Scaling guide

A walkthrough from 1 to 32 GPUs with Kempner’s H200 cluster as the reference hardware. Every number on this page is from the measured benchmarks — if you want the raw data, go to MFU scaling (dense) and MoE Expert Parallelism. This page decides when to reach for each dimension and what throughput you should expect.

The order of parallelism

Before any scaling decision, keep the canonical order in mind. build_parallel_model applies the intra-stage parallelisms in this exact sequence:

TP → EP → [FP8] → AC → FSDP (dp_shard)

Pipeline parallelism is applied separately in scripts/train.py (split into stages before build_parallel_model runs on each stage), and DP replicate / CP are mesh dimensions without a dedicated apply step — they fall out of how the DeviceMesh is constructed.

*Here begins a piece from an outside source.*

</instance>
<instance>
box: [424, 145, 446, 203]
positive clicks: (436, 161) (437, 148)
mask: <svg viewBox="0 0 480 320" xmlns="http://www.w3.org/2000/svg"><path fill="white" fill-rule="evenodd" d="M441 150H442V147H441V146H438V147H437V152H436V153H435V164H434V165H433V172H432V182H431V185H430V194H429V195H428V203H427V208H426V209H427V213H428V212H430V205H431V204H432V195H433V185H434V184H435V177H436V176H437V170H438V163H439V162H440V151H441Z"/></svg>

Getting the order wrong is silent: gradients can be mathematically wrong but the loss curve looks plausible. Let the validator enforce the mesh shape, and pick your dimensions knowing what each costs.

What each dimension costs

Dimension

Memory win

Comm pattern

When it earns its keep

FSDP (dp_shard)

params, grads, opt state sharded

once per step (all-gather + reduce-scatter)

Always, unless model doesn’t fit even at ep+tp+pp

TP

shards attention + MLP activations

every matmul (all-gather + reduce-scatter)

When a model is too big for FSDP alone, or n_layers is the bottleneck

PP

shards layers across stages

once per micro-batch (P2P send/recv)

When TP+FSDP still can’t fit (70B memory-tight)

EP (MoE only)

shards expert weights

all-to-all on dispatch + combine

When expert weights dominate param budget; required at 32+ experts

CP

shards along sequence

n/a (stub, not wired up)

Not yet

DP replicate

none

all-reduce on grads across replicas

Rarely — shrinks all-reduce domain at memory cost

Matching principle: cheap collectives first, expensive last. FSDP fires one all-gather per step; TP fires one per matmul. At equal memory savings, FSDP wins until it can’t fit.

1 GPU — smoke test

Your first job is to confirm the loop works end-to-end. Use either hf_wikitext.toml (~40M params, HF streaming) or debug.toml (pre-tokenized path). See End-to-end training run.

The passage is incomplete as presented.